So *our* electricity goes to power *our *stuff and goes off into the grid only if there's an excess? So if the grid is down *our *solar will still power *our* home, we just won't have the elec co as a backup?

Sorry to be pesky, I'm really trying to understand how this works.


----------



## wy_white_wolf (Oct 14, 2004)

NO - PV systems without a battery bank will shut down when the grid goes down.

there are 3 basic types of PV systems-

Off-Grid 
Grid-tied
Grid-tied with battery back-up (the most expensive)


----------



## TnAndy (Sep 15, 2005)

Electricity flows to where ever there is a need calling for it.

If your panels are producing, and you have something requiring power, it flows to you first, otherwise it flows out to the grid.

It may or may not turn your meter backwards.....that depends on how your local power company deals with solar.

It would keep you from having to buy the amount you produce, so you would have the "avoided" cost advantage, but you may or may not get credit for any excess.

For what it's worth, unless you have a pretty decent sized system, you likely won't HAVE any excess.

And as white wolf said: with a simple, no-battery-backup type grid tie system, when the grid goes down, so does your power production....all grid tie inverters must meet a UL standard ( 1741 ) so that the inverter senses grid power, and shuts down if it can't find grid power.....this prevents you from backfeeding the grid and possibly injuring a power company person working on what they thought was a dead line.

If you put in a grid tie with battery backup type system ( which is what I have ), there is an extra set of contacts in the inverter.....when the grid tie contacts go open ( for lack of grid power ), the other set closes, and diverts your solar production to you....you also need a transfer switch located at/near your main panel, just like if you put in a whole house generator, so it can isolate out certain circuits and not back feed the utility line.


----------



## Jokarva (Jan 17, 2010)

Thank you all!

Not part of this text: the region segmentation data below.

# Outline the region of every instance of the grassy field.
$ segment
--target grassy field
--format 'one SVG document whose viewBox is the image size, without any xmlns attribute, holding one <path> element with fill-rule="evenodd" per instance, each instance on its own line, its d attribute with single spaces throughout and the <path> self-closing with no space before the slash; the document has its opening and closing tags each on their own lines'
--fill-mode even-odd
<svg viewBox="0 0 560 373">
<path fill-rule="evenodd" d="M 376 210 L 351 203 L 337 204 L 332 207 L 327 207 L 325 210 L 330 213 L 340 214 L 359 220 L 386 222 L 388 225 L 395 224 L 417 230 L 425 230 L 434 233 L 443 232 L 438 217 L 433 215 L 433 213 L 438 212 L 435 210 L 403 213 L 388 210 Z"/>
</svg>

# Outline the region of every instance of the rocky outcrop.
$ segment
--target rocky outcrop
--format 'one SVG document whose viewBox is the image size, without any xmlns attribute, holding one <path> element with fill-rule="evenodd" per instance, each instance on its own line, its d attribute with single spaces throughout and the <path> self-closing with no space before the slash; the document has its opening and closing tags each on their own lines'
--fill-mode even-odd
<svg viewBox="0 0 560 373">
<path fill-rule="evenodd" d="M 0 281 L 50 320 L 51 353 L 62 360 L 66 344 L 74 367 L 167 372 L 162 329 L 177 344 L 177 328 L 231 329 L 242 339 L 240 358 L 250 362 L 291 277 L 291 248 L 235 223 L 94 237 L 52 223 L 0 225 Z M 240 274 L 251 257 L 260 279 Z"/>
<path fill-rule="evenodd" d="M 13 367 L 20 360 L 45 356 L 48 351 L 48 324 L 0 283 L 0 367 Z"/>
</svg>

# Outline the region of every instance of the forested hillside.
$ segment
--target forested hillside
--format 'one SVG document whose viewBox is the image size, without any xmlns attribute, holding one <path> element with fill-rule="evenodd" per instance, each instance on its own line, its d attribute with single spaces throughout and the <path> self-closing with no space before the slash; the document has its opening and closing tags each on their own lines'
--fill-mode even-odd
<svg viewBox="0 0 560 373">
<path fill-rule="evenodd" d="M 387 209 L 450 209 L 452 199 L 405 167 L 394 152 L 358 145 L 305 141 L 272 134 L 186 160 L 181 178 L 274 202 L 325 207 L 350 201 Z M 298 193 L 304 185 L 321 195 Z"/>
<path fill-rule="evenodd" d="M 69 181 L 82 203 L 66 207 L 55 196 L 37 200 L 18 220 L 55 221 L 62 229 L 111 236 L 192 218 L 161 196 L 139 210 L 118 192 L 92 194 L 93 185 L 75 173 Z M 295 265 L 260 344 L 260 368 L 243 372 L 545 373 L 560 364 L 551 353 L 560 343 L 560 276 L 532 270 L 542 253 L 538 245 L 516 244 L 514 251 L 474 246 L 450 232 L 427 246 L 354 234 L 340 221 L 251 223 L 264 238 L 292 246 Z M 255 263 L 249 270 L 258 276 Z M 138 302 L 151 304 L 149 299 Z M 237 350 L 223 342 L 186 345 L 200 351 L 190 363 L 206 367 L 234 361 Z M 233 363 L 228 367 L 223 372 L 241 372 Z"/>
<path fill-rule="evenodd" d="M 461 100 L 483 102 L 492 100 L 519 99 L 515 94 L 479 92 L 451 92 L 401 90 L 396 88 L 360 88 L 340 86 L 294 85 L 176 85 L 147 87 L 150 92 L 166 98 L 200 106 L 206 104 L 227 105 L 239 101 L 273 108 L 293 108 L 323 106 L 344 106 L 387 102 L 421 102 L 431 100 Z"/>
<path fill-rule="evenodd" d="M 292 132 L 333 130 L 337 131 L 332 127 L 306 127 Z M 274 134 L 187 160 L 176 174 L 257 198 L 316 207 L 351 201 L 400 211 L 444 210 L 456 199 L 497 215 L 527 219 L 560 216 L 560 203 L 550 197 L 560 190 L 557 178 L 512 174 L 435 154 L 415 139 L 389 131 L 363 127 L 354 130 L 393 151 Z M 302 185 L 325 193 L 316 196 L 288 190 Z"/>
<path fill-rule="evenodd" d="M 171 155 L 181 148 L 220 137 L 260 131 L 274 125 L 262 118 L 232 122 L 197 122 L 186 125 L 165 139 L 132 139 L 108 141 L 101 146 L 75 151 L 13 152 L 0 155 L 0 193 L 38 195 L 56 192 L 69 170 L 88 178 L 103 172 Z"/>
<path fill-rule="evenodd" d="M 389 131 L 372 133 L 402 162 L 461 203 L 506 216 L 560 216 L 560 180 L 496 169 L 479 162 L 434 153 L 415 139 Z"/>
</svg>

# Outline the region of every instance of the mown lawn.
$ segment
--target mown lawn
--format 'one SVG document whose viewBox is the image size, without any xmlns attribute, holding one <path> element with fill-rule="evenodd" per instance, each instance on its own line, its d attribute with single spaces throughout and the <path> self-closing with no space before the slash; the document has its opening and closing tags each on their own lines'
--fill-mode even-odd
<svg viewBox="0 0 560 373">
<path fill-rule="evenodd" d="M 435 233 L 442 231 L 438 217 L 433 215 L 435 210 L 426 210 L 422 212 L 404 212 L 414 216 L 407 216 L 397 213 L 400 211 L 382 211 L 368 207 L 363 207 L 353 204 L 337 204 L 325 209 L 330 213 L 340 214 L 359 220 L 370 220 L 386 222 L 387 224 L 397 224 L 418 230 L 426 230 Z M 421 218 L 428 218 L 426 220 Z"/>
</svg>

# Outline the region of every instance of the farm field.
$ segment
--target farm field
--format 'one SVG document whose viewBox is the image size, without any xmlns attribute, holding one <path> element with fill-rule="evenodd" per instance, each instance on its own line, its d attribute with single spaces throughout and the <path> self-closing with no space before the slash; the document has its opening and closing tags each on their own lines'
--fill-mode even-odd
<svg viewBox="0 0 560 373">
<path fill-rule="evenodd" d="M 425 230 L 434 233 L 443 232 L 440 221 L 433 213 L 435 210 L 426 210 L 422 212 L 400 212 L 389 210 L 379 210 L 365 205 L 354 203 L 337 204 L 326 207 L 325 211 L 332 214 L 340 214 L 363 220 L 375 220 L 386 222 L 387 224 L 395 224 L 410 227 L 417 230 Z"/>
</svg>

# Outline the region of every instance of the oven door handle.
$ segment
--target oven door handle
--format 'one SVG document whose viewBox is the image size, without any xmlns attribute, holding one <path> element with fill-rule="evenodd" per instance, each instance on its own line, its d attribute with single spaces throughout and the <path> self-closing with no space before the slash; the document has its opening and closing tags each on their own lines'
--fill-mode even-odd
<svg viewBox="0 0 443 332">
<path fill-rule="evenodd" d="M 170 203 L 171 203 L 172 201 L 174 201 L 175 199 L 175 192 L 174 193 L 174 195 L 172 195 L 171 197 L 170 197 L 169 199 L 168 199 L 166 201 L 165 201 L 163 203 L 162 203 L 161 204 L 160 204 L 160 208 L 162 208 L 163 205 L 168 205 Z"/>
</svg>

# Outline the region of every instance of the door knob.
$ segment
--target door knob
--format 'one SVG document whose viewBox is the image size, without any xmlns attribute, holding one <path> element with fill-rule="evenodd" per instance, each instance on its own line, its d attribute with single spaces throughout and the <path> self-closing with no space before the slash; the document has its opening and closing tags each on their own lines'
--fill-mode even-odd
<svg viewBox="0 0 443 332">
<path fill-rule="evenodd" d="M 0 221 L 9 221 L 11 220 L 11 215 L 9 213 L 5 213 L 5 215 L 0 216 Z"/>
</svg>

That was clear enough even for me.

The solar panel with battery backup sounds like what we're aiming for, I'd like at least minimal power if grid power is out. DH wants a whole house generator, but I'm not comfortable storing large amounts of fuel on the property. 

We have lots of homework to do before we retire.


----------



## Mickie3 (Aug 28, 2010)

TnAndy said:


> If you put in a grid tie with battery backup type system ( which is what I have ), there is an extra set of contacts in the inverter.....when the grid tie contacts go open ( for lack of grid power ), the other set closes, and diverts your solar production to you....you also need a transfer switch located at/near your main panel, just like if you put in a whole house generator, so it can isolate out certain circuits and not back feed the utility line.


We are getting ready to build a rural home and have just began to look at systems and have been thinking about grid-tie with battery backup. It appears that the only real differences are in that you get a different inverter and buy batteries (deep charge marine type is what they appear to be). Is that all the difference is, when it comes down to it (bypassing all the hype the sales reps put out)? 

Any idea of how much more this costs for a medium sized system, around 40 panels or so? I had been thinking of putting in a nearly "all house" (100 amp) generator for use during outages, but if it won't cost a lot more to use batteries, would rather go that route. (Generator looks to be about 3,500 installed. The one that I currently have is a manual system, that is why I am looking at alternatives, hate to get out in storms and power that up like I did the other night.)

Thanks!


----------



## wy_white_wolf (Oct 14, 2004)

Mickie3 said:


> ...(deep charge marine type is what they appear to be). Is that all the difference is, when it comes down to it (bypassing all the hype the sales reps put out)? ...


There is a difference (internally) but marine batteries will work about the same as using 1/2T pickup to do the work of a 3/4T pickup. It'll get the job done but also wear out faster doing it.

Look at the differences in jobs:
Marine - Needs to be portable and easy to hook up and disconnect. Cycled only a dozen or so times a year.
Solar (industrial) - stationary and connections only messed with during maintance. Cycled daily.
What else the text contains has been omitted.